07-23-2011 02:55 PM
Hello all,
In my application I'm trying to acquire 32 continuous analog channels at 32 kS/chan/sec on a PCI-6254. In the final system it will be 4 of these PCI cards bridged by an RTSI cable for a total of 128 channels. The analog in buffers need to be timestamped relative to other signals that aren't coming through NI cards (eg - an older recording system is sampling the same data at the same rate, and we are taking in video frames on another computer). So we're keeping track of the global time using a 10kHz square wave generated by one of the old components, and every part of the system independently counts cycles of that same square wave to timestamp its respective buffers. For the NI card part, I'm collecting and processing one buffer every millisecend, so each buffer has 32 samples per channel. Those short buffers are a pretty critical part of the application (trying to do realtime).
The strategy with the M-Series card was to run the externally generated clock signal line to a 32-bit counter on the card. Then register a callback with EveryNSamplesEvent for my analog in task - within the callback, the first thing I do is grab the count value from the counter, then process my data. At this point I noticed that about once per 100 buffers, the buffer timestamp is late by almost exactly 1ms (one buffer in length). And the following buffer's timestamp will follow by only a tiny fraction of a millisecond. (eg timestamps: buffer1: 1.0ms | buffer2: 2.0ms | buffer3: 3.95ms | buffer4: 4.0ms)
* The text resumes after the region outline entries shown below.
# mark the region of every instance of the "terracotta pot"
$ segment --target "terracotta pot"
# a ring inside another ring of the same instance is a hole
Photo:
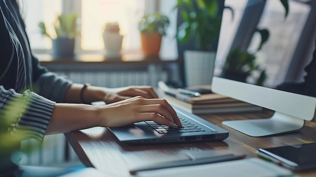
[[[145,55],[157,55],[160,51],[162,36],[157,32],[140,34],[141,48]]]

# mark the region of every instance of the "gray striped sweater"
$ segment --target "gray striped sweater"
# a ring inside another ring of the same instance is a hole
[[[55,103],[65,102],[71,84],[39,65],[16,1],[0,0],[0,119],[10,118],[9,130],[42,141]],[[13,110],[18,113],[8,117]]]

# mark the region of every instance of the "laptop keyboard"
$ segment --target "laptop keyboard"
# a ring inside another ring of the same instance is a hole
[[[186,121],[183,117],[179,116],[179,119],[182,125],[181,127],[170,127],[168,126],[158,124],[153,121],[145,121],[145,122],[161,134],[205,131],[205,130]]]

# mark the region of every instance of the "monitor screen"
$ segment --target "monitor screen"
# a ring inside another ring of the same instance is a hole
[[[288,84],[304,80],[314,48],[313,13],[305,2],[289,0],[286,11],[280,1],[225,1],[234,16],[224,9],[212,89],[275,113],[224,125],[257,137],[297,131],[314,118],[316,98]]]

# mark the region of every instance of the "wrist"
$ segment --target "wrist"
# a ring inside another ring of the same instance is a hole
[[[86,101],[86,99],[85,98],[85,92],[86,92],[87,91],[86,90],[88,89],[88,87],[91,86],[91,84],[89,83],[86,83],[83,85],[83,86],[81,88],[80,90],[80,100],[81,101],[81,103],[89,103],[89,101]],[[91,103],[90,102],[89,103]]]
[[[106,92],[102,88],[89,86],[84,92],[84,99],[85,101],[91,103],[94,101],[104,101]]]

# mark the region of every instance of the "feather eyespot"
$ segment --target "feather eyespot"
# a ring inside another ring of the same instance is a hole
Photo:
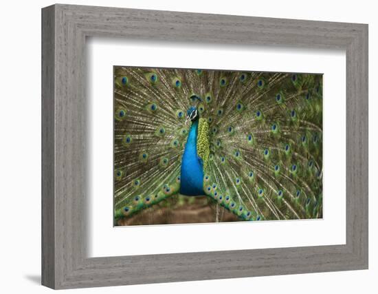
[[[156,80],[157,80],[157,76],[155,74],[153,74],[150,76],[150,81],[151,82],[155,83]]]

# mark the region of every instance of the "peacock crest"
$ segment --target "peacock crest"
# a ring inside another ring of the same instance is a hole
[[[205,196],[241,220],[322,217],[322,76],[114,67],[115,224]]]

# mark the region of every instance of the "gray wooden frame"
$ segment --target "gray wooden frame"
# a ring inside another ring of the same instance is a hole
[[[93,36],[345,50],[346,244],[87,258],[85,39]],[[43,285],[67,288],[368,269],[367,25],[54,5],[42,10],[42,114]]]

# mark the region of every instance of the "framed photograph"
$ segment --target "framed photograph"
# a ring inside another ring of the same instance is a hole
[[[42,10],[42,283],[368,268],[368,25]]]

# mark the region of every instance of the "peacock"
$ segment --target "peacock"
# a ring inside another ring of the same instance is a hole
[[[115,225],[175,197],[322,217],[322,74],[115,66],[113,94]]]

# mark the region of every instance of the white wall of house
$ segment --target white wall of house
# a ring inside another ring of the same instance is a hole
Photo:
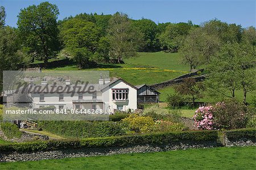
[[[112,90],[113,89],[127,89],[127,99],[113,99],[112,97]],[[31,93],[31,97],[34,99],[34,107],[54,106],[56,109],[59,109],[59,106],[63,106],[64,109],[75,109],[72,101],[79,100],[79,93],[75,93],[73,97],[71,96],[71,93],[63,93],[63,99],[60,101],[59,94],[57,93],[44,93],[44,100],[42,102],[40,101],[40,94]],[[82,99],[93,99],[93,94],[88,92],[84,93]],[[127,111],[129,109],[134,110],[137,109],[137,90],[122,81],[122,80],[118,80],[104,88],[101,92],[97,92],[97,99],[102,100],[104,103],[82,103],[81,104],[81,108],[92,109],[93,104],[96,105],[93,107],[96,107],[97,109],[103,109],[104,113],[109,114],[113,113],[114,110],[117,109],[121,109],[124,111]]]
[[[128,89],[127,100],[114,100],[112,98],[113,89]],[[113,83],[109,87],[106,88],[102,92],[103,99],[105,102],[105,108],[110,111],[110,113],[114,112],[114,109],[117,107],[122,107],[123,111],[129,109],[135,110],[137,109],[137,90],[129,85],[123,82],[121,80]],[[109,99],[108,100],[107,99]],[[108,101],[108,102],[107,102]]]

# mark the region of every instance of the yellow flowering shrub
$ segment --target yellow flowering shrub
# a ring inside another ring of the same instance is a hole
[[[128,125],[130,130],[137,133],[150,132],[153,130],[155,122],[150,117],[140,117],[137,114],[131,114],[122,120]]]

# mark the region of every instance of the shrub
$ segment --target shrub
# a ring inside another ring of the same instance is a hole
[[[104,137],[123,135],[122,122],[111,121],[40,121],[38,128],[68,138]]]
[[[114,114],[109,115],[109,120],[114,122],[120,121],[121,120],[128,117],[129,115],[130,114],[129,113],[115,113]]]
[[[226,136],[230,139],[250,138],[256,140],[256,129],[244,128],[225,131]]]
[[[0,152],[12,151],[31,152],[65,148],[125,146],[130,145],[171,144],[180,141],[216,141],[218,133],[210,131],[183,131],[137,134],[129,136],[88,138],[81,140],[49,140],[0,146]]]
[[[122,119],[127,123],[130,130],[135,132],[149,132],[152,131],[155,122],[150,117],[140,117],[137,114],[131,114]]]
[[[183,123],[174,123],[168,121],[155,121],[154,131],[183,131],[188,128]]]
[[[19,130],[18,126],[14,123],[4,122],[1,123],[1,126],[5,136],[8,139],[19,138],[22,136],[22,132]]]
[[[243,103],[232,99],[217,103],[213,114],[219,128],[234,129],[246,127],[251,111]]]
[[[0,123],[3,122],[3,105],[0,105]]]
[[[163,119],[176,122],[180,118],[181,113],[177,110],[170,111],[160,108],[159,105],[153,105],[146,108],[139,115],[143,117],[150,117],[154,121]]]
[[[184,105],[184,99],[181,95],[174,94],[168,95],[168,106],[171,109],[179,109]]]
[[[213,107],[201,106],[193,117],[195,126],[200,130],[212,130],[214,128]]]
[[[247,123],[246,127],[256,128],[256,117],[252,117]]]

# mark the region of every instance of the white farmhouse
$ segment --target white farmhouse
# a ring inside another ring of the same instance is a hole
[[[76,86],[66,80],[65,85],[58,85],[53,89],[51,86],[46,81],[42,82],[40,86],[32,86],[30,94],[34,108],[53,106],[59,109],[102,109],[109,114],[114,113],[116,109],[137,109],[138,89],[121,78],[112,81],[100,79],[97,84]],[[93,91],[88,88],[90,86],[94,87]],[[39,86],[41,90],[38,90]],[[46,88],[47,86],[50,89]]]

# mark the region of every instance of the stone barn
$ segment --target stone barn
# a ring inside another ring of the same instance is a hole
[[[158,103],[160,93],[146,84],[135,86],[137,88],[138,104]]]

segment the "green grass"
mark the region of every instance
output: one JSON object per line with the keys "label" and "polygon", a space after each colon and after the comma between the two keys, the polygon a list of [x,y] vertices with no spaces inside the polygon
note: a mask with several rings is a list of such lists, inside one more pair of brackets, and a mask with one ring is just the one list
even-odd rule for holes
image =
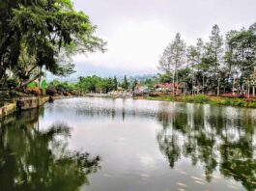
{"label": "green grass", "polygon": [[158,96],[144,96],[149,100],[178,101],[190,103],[208,103],[213,105],[231,105],[240,107],[256,108],[256,99],[230,98],[220,96],[209,96],[205,95],[174,96],[170,95]]}

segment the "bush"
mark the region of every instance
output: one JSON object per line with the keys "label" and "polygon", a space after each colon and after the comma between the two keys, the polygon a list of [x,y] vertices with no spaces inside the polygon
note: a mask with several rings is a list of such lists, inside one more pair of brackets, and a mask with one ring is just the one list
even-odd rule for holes
{"label": "bush", "polygon": [[13,90],[14,88],[16,88],[18,85],[18,81],[14,78],[10,78],[7,80],[7,86],[9,89]]}
{"label": "bush", "polygon": [[55,89],[53,89],[53,88],[47,88],[46,89],[46,95],[47,96],[53,96],[56,94],[57,94],[57,91]]}
{"label": "bush", "polygon": [[27,93],[28,95],[34,95],[34,96],[41,96],[41,91],[40,91],[40,89],[39,89],[38,87],[27,88],[26,93]]}

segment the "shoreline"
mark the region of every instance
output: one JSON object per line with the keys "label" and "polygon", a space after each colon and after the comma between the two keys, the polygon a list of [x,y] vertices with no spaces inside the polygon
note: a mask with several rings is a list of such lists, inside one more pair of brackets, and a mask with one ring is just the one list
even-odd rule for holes
{"label": "shoreline", "polygon": [[[14,114],[17,111],[25,111],[30,109],[39,108],[46,102],[57,99],[73,98],[73,97],[102,97],[102,98],[132,98],[132,99],[145,99],[145,100],[158,100],[158,101],[175,101],[184,103],[200,103],[211,105],[222,105],[222,106],[234,106],[243,108],[256,108],[256,98],[238,98],[238,97],[221,97],[221,96],[210,96],[205,95],[197,96],[171,96],[162,95],[157,96],[111,96],[106,94],[88,94],[84,96],[30,96],[23,97],[21,99],[14,100],[0,107],[0,121],[5,117]],[[21,101],[20,108],[17,106],[17,102]]]}
{"label": "shoreline", "polygon": [[40,108],[46,102],[57,99],[72,98],[76,96],[28,96],[23,98],[17,98],[0,107],[0,121],[5,117],[14,114],[15,112],[22,112],[26,110]]}
{"label": "shoreline", "polygon": [[238,98],[210,96],[205,95],[196,96],[134,96],[134,99],[158,100],[158,101],[175,101],[184,103],[200,103],[211,105],[223,105],[243,108],[256,108],[256,98]]}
Here's the jitter, at 3 zoom levels. I hope the formatting comes out ok.
I could think of 4 possible reasons for this
1) There is jitter in the actual clock signal
2) My processing of the data buffer within EveryNCallback is occasionally slower than 1kHz, and this blocks the execution of the subsequent call to that callback.
3) Reading the counter value is slow - it occasionally blocks the subsequent call to EveryNCallback, or the call has to wait while the PCI bus is busy
4) The jitter comes from the driver/API. Sometimes EveryNCallback is called late, perhaps due to background things going on in the kernel, or perhaps because the PCI bus is clogged up and waiting.
To try to troubleshoot I did various things to remove possible sources of lag. I moved all of my data processing out to a separate thread; and eventually simply commented out all the data processing steps. I also removed the call to DAQmxReadBinaryI16. And I replaced DAQmxReadCounterScalarU32 with a call to getTimeOfDay. None of these changes had any effect on the jitter. Finally I wrote a small c program (attached), that simply sets up and starts an analog-in task with variable numbers of channels and sampling rates, then writes the system time to a file every time EveryNSamplesCallback gets called. The pattern of lags is exactly the same in this test output as it is in my full-scale program.
I tried turning the number of channels down from 32 to 1, and the sampling rate down from 32000 samp/sec/chan to 16000 samp/sec/chan (values that I can't use in the application - just for troubleshooting). This partially resolves the problem:
This suggests to me that the bandwidth of the PCI bus, or the time taken with the driver or on the card to process samples (although, not to send the samples to my application - I removed the call to DAQmxReadAnalog...) is causing a 1-buffer-long delay on some calls from the API to my callback. The computer I'm running is a brand-new Linux machine with a quad-core i7 processor, 2 gigs of RAM, and an nvidia 7300gs graphics card in a PCIx16 slot. (the mobo has several PCIx slots and two PCI slots).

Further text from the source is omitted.